# Cant connect to client



## t77snapshot (Dec 1, 2009)

My WCG network is down and I need some help on getting it up again. The problem occurred when my router stopped responding, I didn't have time to mess with it so I just plugged my modem directly to my comp. I have an internet connection but not a WCG connection.

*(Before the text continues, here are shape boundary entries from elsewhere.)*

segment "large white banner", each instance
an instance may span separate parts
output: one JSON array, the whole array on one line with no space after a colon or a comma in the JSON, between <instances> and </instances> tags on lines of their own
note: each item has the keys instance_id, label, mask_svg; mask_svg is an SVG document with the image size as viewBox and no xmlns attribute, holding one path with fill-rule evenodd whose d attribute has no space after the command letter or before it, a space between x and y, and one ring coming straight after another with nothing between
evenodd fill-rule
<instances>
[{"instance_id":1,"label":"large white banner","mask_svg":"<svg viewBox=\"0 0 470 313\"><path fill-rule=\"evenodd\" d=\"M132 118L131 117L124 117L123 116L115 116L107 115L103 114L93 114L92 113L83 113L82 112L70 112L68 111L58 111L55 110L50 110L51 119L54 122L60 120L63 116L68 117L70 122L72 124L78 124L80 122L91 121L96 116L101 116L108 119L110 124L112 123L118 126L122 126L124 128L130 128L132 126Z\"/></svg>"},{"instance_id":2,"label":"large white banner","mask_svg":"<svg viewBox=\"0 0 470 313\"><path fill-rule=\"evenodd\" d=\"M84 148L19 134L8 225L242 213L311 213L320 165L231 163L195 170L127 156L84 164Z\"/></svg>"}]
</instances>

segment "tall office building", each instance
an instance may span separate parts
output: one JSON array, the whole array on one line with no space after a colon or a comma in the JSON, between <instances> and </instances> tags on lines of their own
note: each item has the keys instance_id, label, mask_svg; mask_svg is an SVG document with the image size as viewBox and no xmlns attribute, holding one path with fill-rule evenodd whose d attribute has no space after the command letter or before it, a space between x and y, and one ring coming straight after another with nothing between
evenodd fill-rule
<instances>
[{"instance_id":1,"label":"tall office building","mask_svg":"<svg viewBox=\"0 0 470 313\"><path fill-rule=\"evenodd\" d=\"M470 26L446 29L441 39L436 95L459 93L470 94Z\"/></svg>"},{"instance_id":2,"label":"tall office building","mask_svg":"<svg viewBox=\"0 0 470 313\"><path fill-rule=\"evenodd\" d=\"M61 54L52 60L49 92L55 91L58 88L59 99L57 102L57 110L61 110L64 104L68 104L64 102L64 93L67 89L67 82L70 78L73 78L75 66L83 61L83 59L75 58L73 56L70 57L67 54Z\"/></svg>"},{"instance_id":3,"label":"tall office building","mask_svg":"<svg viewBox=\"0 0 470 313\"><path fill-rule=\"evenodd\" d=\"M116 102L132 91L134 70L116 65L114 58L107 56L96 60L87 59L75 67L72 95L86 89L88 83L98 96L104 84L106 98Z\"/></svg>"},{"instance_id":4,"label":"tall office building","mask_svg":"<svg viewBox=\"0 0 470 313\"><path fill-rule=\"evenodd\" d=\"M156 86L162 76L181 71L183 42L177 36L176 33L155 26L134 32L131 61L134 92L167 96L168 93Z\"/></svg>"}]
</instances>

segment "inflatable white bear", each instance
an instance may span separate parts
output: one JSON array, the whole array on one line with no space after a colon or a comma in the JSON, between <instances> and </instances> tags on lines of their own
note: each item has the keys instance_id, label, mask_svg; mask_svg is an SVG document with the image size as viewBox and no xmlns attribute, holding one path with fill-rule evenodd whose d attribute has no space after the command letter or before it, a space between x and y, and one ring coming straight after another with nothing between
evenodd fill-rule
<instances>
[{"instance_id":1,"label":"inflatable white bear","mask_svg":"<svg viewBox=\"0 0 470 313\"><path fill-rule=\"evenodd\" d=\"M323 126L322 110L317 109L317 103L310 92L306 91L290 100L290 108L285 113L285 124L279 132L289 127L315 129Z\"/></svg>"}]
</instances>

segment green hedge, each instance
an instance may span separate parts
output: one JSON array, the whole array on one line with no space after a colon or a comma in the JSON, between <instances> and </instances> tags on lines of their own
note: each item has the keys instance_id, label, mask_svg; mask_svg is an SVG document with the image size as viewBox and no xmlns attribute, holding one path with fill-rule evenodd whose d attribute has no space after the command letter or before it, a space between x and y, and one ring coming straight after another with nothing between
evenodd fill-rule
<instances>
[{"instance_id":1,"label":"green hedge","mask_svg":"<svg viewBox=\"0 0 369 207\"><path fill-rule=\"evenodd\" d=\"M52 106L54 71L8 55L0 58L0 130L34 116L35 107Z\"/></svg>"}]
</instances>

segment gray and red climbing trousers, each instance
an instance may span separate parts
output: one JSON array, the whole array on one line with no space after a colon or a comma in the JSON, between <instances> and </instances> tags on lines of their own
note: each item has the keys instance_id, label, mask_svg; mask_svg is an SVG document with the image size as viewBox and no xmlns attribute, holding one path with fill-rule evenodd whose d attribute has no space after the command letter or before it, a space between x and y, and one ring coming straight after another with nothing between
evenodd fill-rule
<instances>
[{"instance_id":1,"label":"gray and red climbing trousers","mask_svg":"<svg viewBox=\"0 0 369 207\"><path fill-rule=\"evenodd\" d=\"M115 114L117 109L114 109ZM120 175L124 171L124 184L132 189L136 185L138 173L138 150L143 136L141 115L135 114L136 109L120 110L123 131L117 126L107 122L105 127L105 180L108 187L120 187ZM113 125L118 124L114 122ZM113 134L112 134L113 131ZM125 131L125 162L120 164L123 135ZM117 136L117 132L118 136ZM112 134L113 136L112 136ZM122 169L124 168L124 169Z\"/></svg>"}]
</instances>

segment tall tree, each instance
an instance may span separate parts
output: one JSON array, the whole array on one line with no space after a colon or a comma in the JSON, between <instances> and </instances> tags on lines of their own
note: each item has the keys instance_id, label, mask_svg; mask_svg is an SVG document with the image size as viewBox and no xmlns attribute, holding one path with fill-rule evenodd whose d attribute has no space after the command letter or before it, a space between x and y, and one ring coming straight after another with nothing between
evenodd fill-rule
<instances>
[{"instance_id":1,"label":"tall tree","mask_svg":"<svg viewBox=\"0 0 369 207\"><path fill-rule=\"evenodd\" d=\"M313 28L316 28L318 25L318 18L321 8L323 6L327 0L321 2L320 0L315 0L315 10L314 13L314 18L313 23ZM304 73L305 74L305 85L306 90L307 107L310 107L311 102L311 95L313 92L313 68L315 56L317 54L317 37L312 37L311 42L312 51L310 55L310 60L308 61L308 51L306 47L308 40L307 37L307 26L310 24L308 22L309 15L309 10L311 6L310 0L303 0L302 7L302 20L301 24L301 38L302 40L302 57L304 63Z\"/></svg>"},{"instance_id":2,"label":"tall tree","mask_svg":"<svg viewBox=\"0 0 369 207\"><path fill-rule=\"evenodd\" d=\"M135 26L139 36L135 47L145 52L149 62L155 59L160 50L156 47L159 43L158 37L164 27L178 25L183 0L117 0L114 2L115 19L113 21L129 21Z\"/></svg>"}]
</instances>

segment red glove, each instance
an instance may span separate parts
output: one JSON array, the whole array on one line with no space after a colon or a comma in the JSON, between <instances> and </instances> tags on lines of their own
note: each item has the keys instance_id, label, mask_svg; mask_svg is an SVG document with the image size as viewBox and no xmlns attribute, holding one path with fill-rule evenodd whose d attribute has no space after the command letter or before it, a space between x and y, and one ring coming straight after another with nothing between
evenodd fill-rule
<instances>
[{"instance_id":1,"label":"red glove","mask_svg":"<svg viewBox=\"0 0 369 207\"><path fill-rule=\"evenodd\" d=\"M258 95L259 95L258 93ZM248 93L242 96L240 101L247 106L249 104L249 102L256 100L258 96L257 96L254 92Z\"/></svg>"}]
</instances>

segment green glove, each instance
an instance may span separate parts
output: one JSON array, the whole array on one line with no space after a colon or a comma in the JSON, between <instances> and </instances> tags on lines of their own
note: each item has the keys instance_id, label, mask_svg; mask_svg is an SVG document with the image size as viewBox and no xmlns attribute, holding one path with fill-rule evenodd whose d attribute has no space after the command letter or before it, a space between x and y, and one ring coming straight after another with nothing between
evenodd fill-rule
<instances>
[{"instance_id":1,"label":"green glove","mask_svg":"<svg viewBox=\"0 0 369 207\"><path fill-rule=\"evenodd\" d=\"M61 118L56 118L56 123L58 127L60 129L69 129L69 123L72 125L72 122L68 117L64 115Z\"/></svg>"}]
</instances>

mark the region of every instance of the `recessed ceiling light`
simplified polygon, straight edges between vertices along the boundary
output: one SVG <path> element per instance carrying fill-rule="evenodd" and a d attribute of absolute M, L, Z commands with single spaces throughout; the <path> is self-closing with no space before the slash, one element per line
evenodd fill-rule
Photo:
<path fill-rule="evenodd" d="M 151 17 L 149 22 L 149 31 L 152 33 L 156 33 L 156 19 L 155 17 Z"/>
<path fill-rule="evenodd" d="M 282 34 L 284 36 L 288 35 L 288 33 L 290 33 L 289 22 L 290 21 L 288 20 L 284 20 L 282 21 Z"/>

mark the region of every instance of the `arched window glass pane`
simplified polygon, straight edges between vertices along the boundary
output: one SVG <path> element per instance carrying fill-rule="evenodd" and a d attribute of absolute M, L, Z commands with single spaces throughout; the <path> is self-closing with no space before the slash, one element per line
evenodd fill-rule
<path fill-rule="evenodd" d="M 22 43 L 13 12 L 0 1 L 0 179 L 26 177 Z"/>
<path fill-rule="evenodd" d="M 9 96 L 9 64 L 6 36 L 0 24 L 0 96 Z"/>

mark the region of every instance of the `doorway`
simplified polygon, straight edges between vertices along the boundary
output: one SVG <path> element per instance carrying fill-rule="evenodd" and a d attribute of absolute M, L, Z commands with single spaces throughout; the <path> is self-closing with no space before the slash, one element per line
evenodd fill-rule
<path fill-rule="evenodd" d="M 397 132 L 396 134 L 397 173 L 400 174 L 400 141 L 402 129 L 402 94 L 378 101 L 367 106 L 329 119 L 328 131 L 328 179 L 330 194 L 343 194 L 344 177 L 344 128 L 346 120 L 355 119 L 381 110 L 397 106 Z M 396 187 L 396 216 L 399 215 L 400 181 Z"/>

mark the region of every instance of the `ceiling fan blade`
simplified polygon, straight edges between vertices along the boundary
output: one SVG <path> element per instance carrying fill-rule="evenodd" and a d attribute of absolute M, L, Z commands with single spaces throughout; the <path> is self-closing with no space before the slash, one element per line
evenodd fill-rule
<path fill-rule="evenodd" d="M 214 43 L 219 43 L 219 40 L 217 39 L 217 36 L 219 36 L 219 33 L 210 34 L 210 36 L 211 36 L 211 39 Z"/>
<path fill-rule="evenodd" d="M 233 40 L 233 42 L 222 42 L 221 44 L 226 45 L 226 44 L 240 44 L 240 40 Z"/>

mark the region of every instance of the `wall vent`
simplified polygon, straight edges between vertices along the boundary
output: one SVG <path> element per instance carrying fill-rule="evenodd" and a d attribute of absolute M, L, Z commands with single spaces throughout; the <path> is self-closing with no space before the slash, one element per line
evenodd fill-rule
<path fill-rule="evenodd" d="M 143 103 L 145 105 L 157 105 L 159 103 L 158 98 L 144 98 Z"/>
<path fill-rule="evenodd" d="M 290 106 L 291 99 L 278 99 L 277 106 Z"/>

EDIT: I got my router up and running all my crunchers again accept for THIS computer. What should I do?


----------



## [Ion] (Dec 1, 2009)

Re-install BOINC (you don't have to uninstall it first), I've had this issue in the past and it fixed it.


----------



## t77snapshot (Dec 1, 2009)

Will I loose all my work?


----------



## [Ion] (Dec 1, 2009)

t77snapshot said:


> Will I loose all my work?



Nope.  I've reinstalled the client quite a few times on different machines on XP, Vista, and 7, and all of the work was there after the reinstall and it continued crunching


----------



## t77snapshot (Dec 1, 2009)

Well I uninstalled and re-install with the same results.  Should I try removing the Project and add it again will I loose the work?


----------



## hat (Dec 1, 2009)

Have you tried manually updating it? Click on the update button in the projects tab


----------



## t77snapshot (Dec 1, 2009)

hat said:


> Have you tried manually updating it? Click on the update button in the projects tab



There it go's! Thanks Hat


----------